The latest peer-reviewed, scientific research on social media & crisis computing has just been published in the prestigious journal, Science. The authors pose a question that many of us in the international humanitarian space have been asking, debating and answering since 2009: Can social media data aid in disaster response and damage assessment?
To answer this question, the authors of the new study carry out “a multiscale analysis of Twitter activity before, during, and after Hurricane Sandy” and “examine the online response of 50 metropolitan areas of the US.” They find a “strong relationship between proximity to Sandy’s path and hurricane-related social media activity.” In addition, they “show that real and perceived threats, together with physical disaster effects, are directly observable through the intensity and composition of Twitter’s message stream.”
What’s more, they actually “demonstrate that per-capita Twitter activity strongly correlates with the per-capita economic damage inflicted by the hurricane.” The authors found these results to hold true for a “wide range of [US-based] disasters and suggest that massive online social networks can be used for rapid assessment of damage caused by a large-scale disaster.”
Unlike the vast majority of crisis computing studies in the scientific literature, this is one of the few (perhaps the only?) study of its kind that uses actual post-disaster damage data, i.e. actual ground-truthing, to demonstrate that “the per-capita number of Twitter messages corresponds directly to disaster-inflicted monetary damage.” What’s more, “The correlation is especially pronounced for persistent post-disaster activity and is weakest at the peak of the disaster.”
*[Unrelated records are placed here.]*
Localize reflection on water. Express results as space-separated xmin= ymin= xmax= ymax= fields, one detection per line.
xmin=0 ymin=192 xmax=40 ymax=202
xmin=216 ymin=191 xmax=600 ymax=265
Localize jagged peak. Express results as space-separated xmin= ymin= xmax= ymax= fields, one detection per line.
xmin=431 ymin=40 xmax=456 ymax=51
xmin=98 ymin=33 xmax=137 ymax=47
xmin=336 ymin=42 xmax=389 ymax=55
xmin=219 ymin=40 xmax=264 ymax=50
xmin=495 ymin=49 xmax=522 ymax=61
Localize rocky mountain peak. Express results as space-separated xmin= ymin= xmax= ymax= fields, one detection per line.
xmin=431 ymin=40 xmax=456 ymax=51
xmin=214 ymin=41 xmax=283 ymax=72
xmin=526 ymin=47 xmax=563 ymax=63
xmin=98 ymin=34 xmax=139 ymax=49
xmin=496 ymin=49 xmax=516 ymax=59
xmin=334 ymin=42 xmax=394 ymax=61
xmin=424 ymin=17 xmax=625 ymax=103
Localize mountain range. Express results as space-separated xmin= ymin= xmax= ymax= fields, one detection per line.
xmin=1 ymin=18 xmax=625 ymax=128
The authors thus conclude that social media is a “viable platform for preliminary rapid damage assessment in the chaotic time immediately after a disaster.” As such, their results suggest that “officials should pay attention to normalized activity levels, rates of original content creation, and rates of content rebroadcast to identify the hardest hit areas in real time. Immediately after a disaster, they should focus on persistence in activity levels to assess which areas are likely to need the most assistance.”
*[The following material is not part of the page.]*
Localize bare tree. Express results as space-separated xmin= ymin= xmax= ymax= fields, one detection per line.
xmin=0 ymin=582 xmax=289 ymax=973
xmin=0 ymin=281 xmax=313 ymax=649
In sum, the authors found that “Twitter activity during a large-scale natural disaster—in this instance Hurricane Sandy—is related to the proximity of the region to the path of the hurricane. Activity drops as the distance from the hurricane increases; after a distance of approximately 1200 to 1500 km, the influence of proximity disappears. High-level analysis of the composition of the message stream reveals additional findings. Geo-enriched data (with location of tweets inferred from users’ profiles) show that the areas close to the disaster generate more original content […].”
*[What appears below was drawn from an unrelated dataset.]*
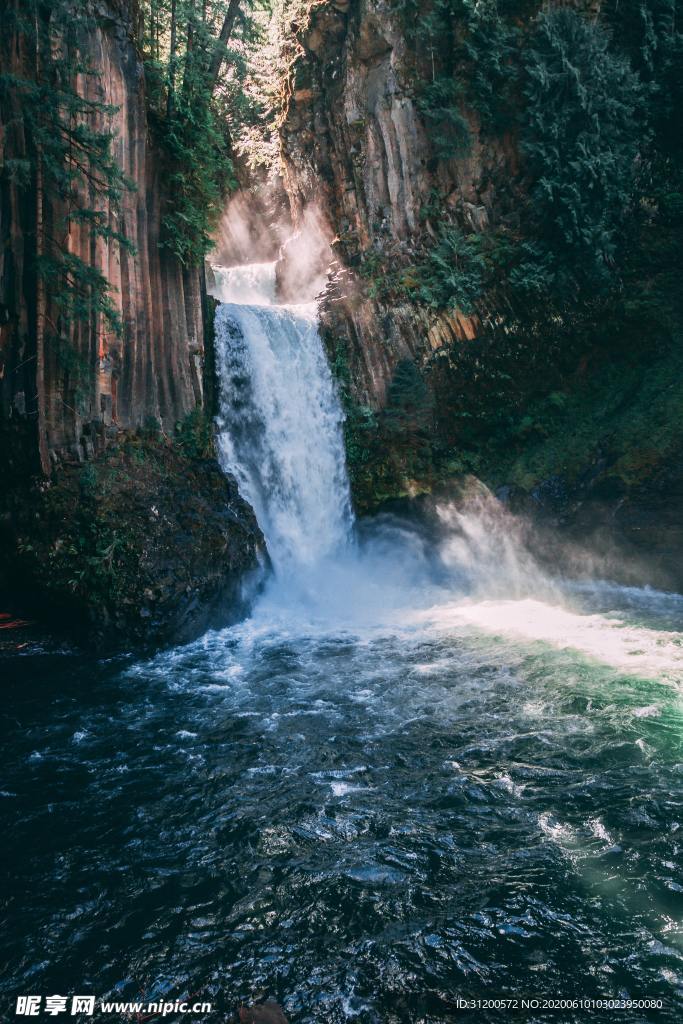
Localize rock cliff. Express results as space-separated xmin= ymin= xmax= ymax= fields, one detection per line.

Five years ago, professional humanitarians were still largely dismissive of social media’s added value in disasters. Three years ago, it was the turn of ivory tower academics in the social sciences to dismiss the value added of social media for disaster response. The criticisms focused on the notion that reports posted on social media were simply untrustworthy and hardly representative. The above peer-reviewed scientific study dismisses these limitations as inconsequential.